A California special-education teacher is suspended after posting frustrations to her private Facebook page -- which isn't sufficiently private.

Chris Matyszczyk
2 min read
The post in question. CBS Los Angeles/Screenshot by Chris Matyszczyk/CNET

Teachers need to take a compulsory class.

It's called Facebook Privacy Controls 101.

It might help them avoid the situation currently occurring in Torrance, Calif., where a special-education teacher expressed herself a little too publicly on Facebook.

As the local Daily Breeze reported last week, the teacher, Suzanne Hutton, posted to her Facebook page:

Well I have an annual IEP this morning with lawyers and crazy parents. The student is a hot mess but so sweet! So after work I'm hitting happy hour at least I have something to look forward too!!! (sic) Deep breath...I'm going in.

An IEP is an Individualized Education Program. Perhaps these words, in private conversation, would have seemed like the normal banter of teachers who are often stressed.
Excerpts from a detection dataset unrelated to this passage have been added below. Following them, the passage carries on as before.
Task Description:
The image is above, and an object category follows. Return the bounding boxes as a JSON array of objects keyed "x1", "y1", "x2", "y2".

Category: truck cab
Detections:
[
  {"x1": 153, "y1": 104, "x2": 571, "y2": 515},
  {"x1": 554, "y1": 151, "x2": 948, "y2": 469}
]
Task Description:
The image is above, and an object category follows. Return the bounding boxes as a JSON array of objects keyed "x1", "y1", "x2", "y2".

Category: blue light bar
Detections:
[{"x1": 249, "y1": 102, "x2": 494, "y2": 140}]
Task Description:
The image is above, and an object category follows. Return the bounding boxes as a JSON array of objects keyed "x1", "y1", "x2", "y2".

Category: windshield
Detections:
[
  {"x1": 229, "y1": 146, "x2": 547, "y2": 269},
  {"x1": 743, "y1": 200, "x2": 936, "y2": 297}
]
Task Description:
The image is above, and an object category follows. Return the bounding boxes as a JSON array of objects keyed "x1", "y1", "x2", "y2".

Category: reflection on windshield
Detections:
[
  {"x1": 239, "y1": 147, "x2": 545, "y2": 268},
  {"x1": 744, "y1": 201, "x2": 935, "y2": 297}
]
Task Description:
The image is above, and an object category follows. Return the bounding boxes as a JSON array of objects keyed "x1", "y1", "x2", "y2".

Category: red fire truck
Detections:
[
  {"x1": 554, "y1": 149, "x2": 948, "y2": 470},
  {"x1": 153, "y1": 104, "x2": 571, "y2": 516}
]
However, even though she posted them to her private Facebook page, her words got out quicker than anyone might have conceived.

It was just before 9 a.m. on December 5 that the post appeared. Just 15 minutes later, the parents of another child at the school had obtained a screen grab and sent it along to the school district's director of special education.

That's how fast technology works. Such speed resulted in Hutton being placed on administrative leave.

A schools district spokeswoman told the Daily Breeze: "The district is investigating the situation. The teacher has been placed on administrative leave during the investigation."

The scrutiny that social networking has brought upon people is, of course, self-inflicted. If you didn't feel the need to post there, no one would have the opportunity of incriminating you.

But teachers make for such easy targets.

Two years ago, a New Jersey teacher was suspended for posting that her students were "future criminals."

And last year, a Tennessee kindergarten teacher offered these heartfelt words about two of her students: "How bout I blasted both of them. The girl in my class hair is nappy almost every day and the boy wears dirty clothes, face nasty and can't even read. They didn't bother nobody else when I got through with them."

These are just two examples among many.

Of course, when teachers are seen to be disparaging about children -- especially those with special needs -- it's inevitable that parental outrage will ensue. Some parents are already calling for Hutton to be fired and never allowed to teach again.

The simplest thing, though, for teachers (and anyone else, for that matter) to learn is that Facebook and other parts of the Web are really the local town crier.

If you need to vent, do it to a real friend in the way that real friends do: over a beer, a private phone line, or a very large pizza at home.